Improved superscaling description of electron and charged-current neutrino quasielastic scattering using effective mass dynamics

TL;DR

This paper introduces SuSAM-v2, an improved model for quasielastic electron and neutrino scattering that refines the scaling functions by fitting to experimental data and accounts for momentum transfer dependence, enhancing predictive accuracy.

Contribution

The paper develops SuSAM-v2, a refined superscaling model that separately fits longitudinal and transverse responses and incorporates momentum transfer dependence for better scattering predictions.

Findings

Accurately describes inclusive quasielastic electron scattering cross sections.

Improves neutrino-nucleus scattering predictions over previous models.

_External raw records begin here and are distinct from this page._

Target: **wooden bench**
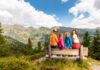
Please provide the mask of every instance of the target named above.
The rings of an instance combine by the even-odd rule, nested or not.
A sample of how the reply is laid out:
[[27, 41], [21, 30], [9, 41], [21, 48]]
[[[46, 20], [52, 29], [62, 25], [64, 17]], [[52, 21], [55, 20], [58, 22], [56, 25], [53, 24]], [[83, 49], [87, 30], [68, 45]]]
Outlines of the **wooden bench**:
[[64, 56], [79, 56], [80, 60], [88, 56], [88, 48], [81, 46], [79, 49], [51, 49], [48, 48], [48, 57], [51, 58], [52, 55], [64, 55]]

Requires explicit q-dependence in the transverse scaling function.

Abstract

We present an improved version of the Superscaling Analysis with Relativistic Effective Mass, denoted as SuSAM-v2. In the original SuSAM model, a universal scaling function was fitted to a selected set of quasielastic electron scattering (e,e') cross section data, using a phenomenological ansatz inspired by the Relativistic Mean Field model of nuclear matter. In this work, we refine the procedure by first fitting a longitudinal scaling function directly to experimental longitudinal response data. Subsequently, a separate transverse scaling function is extracted from purely transverse data, after subtracting the longitudinal contribution already determined. We find that the resulting transverse scaling function must exhibit an explicit dependence on the momentum transfer q in order to reproduce all kinematics consistently. The resulting SuSAM-v2 model simultaneously describes inclusive quasielastic cross sections and both longitudinal and transverse response functions in electron scattering. The model is then applied to neutrino-nucleus scattering, showing an improved prediction compared to the previous SuSAM-v1 version, due to a more accurate treatment of the relative contributions of the longitudinal and transverse weak nuclear responses.